Samstag, 25. Januar 2025

 Predigt über Johannes 4,5-14

 "Ein unmögliches Gespräch"


Stellen Sie sich vor, Sie oder Du bist zu Hause und dein Nachbar, den du nur flüchtig kennst, spricht dich an, vielleicht an der Mülltonne. Er sagt: Ich hab neulich gehört, dass Sie in die Kirche gehen. Glauben Sie wirklich, dass Gott heute noch einen Unterschied machen kann?“
Die Frage bringt dich ins Nachdenken – und eröffnet vielleicht ein Gespräch.

Oder wir beobachten eine Szene: Vielleicht ein Anzugträger auf der Straße, der plötzlich einen Obdachlosen fragt: "Wie sieht Ihr eigentlich Leben aus?"

Oder: Ihr kommt an einem Sonntagmorgen zur Kirche, und am Eingang steht ein Hilfebedürftiger, der die selbst hergestellten Zeitungen anbieten. Vielleicht sind Sie, bist Du im ersten Moment irritiert. "Was macht die/der hier?" denkst du. "Das passt doch hier nicht hin. Das gehört sich doch nicht."
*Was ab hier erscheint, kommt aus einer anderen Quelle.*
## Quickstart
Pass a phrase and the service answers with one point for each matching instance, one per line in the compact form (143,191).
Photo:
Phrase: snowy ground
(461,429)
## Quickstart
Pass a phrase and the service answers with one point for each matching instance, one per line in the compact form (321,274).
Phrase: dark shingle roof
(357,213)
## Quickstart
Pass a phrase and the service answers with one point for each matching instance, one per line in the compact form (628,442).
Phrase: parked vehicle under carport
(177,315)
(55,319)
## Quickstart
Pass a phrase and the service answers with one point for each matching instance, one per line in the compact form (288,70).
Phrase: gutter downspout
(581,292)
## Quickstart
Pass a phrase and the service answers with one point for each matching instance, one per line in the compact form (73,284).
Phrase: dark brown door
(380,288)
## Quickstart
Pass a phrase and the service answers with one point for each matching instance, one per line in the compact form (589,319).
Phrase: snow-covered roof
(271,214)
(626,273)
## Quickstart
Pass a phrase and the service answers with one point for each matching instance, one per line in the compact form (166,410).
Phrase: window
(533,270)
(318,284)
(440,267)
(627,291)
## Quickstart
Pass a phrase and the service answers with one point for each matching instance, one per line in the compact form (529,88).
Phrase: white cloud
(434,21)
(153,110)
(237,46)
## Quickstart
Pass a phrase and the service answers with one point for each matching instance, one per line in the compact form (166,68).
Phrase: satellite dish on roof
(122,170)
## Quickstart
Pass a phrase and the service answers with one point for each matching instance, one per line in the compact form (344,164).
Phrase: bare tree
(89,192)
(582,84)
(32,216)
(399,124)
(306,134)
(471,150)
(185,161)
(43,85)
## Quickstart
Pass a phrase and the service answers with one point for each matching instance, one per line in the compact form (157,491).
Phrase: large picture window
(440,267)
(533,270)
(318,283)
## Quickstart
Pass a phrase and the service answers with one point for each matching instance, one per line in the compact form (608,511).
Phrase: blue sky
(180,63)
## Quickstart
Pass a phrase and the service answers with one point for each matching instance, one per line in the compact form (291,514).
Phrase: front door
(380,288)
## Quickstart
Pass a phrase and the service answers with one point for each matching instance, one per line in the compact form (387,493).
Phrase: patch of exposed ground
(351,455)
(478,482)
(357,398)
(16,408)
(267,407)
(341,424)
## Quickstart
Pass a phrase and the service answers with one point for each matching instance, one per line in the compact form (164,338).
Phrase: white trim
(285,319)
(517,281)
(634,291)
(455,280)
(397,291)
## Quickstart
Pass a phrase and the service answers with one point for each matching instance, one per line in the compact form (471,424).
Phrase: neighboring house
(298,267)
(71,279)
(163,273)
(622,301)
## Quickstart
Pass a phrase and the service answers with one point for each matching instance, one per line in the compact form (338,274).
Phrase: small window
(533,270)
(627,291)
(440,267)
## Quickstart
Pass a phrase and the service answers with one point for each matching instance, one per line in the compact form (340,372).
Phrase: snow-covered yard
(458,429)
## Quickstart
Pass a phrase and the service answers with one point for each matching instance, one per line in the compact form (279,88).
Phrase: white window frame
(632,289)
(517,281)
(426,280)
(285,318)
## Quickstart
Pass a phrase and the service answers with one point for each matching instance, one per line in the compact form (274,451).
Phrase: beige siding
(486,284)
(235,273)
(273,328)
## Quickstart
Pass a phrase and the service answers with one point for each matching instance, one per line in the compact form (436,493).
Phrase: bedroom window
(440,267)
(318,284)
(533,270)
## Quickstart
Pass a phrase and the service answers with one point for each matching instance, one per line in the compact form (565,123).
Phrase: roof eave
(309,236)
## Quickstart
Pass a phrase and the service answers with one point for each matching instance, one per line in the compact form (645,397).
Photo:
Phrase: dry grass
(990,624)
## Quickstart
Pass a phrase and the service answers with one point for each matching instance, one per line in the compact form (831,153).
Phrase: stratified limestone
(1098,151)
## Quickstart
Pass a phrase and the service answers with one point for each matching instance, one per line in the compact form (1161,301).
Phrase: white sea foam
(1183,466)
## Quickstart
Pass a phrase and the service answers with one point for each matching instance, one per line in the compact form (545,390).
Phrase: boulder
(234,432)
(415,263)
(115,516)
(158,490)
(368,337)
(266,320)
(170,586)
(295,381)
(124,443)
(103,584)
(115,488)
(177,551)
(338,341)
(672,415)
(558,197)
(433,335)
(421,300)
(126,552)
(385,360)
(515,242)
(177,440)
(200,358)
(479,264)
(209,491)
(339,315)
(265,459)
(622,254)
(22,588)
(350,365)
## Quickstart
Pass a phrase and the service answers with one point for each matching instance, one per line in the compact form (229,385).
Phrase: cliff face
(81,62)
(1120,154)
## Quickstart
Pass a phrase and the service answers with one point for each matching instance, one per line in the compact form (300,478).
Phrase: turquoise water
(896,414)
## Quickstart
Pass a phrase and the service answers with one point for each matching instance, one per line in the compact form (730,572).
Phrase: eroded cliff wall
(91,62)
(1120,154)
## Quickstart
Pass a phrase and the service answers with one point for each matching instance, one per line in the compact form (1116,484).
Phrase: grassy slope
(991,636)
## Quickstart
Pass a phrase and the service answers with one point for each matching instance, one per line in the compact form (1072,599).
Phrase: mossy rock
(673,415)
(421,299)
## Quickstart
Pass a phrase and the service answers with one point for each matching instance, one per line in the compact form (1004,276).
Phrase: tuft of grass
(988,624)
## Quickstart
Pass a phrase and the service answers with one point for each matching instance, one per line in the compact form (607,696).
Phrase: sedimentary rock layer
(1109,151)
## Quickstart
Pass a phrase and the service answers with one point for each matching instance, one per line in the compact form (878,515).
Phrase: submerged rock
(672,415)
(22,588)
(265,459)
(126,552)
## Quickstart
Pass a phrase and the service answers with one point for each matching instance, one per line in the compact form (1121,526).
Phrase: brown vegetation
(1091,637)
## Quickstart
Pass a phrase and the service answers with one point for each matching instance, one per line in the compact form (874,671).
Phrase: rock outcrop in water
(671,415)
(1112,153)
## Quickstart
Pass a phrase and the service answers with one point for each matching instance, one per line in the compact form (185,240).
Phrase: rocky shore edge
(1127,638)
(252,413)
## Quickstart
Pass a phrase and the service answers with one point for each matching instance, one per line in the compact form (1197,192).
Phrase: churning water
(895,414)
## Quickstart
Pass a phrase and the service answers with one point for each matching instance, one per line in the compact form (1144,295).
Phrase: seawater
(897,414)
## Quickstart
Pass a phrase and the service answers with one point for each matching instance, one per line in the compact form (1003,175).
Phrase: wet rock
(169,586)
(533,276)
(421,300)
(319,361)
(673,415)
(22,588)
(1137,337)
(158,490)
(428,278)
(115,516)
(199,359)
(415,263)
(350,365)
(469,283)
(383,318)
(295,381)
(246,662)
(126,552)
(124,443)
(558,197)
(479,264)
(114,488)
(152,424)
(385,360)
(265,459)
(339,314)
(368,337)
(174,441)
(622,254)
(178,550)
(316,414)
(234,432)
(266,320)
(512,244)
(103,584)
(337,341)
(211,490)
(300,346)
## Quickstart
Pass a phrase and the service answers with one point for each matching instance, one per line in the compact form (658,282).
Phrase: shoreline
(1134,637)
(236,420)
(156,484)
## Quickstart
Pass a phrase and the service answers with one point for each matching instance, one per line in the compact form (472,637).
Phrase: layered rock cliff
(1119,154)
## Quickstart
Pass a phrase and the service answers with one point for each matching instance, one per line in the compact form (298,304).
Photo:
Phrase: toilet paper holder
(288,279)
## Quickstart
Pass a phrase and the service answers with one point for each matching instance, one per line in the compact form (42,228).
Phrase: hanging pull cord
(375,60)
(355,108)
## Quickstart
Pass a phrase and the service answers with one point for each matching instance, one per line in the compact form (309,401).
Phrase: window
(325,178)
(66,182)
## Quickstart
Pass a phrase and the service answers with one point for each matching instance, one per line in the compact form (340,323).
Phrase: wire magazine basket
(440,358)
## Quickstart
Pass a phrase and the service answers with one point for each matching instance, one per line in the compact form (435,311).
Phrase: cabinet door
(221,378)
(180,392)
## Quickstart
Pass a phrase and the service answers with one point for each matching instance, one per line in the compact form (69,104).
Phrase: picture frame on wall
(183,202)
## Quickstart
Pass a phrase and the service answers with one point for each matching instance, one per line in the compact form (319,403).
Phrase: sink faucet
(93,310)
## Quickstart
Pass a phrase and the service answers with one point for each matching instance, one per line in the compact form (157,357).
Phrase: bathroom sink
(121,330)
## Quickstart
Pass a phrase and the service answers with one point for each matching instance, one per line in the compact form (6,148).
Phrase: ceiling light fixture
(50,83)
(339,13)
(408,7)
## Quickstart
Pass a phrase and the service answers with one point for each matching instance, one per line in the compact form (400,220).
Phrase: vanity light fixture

Aber genau so beginnt die Geschichte von Jesus und der Frau am Jakobsbrunnen. Ein unmögliches Gespräch.

 Ein Mann spricht eine Frau an,  ein Jude spricht mit einer Samariterin, ein Lehrer der Heiligen Schriften bittet um Wasser. Es ist ein Zusammenprall von Welten, der uns herausfordert: Was sind unsere eigenen Grenzen? Wo sagen wir: "Das gehört sich nicht"? 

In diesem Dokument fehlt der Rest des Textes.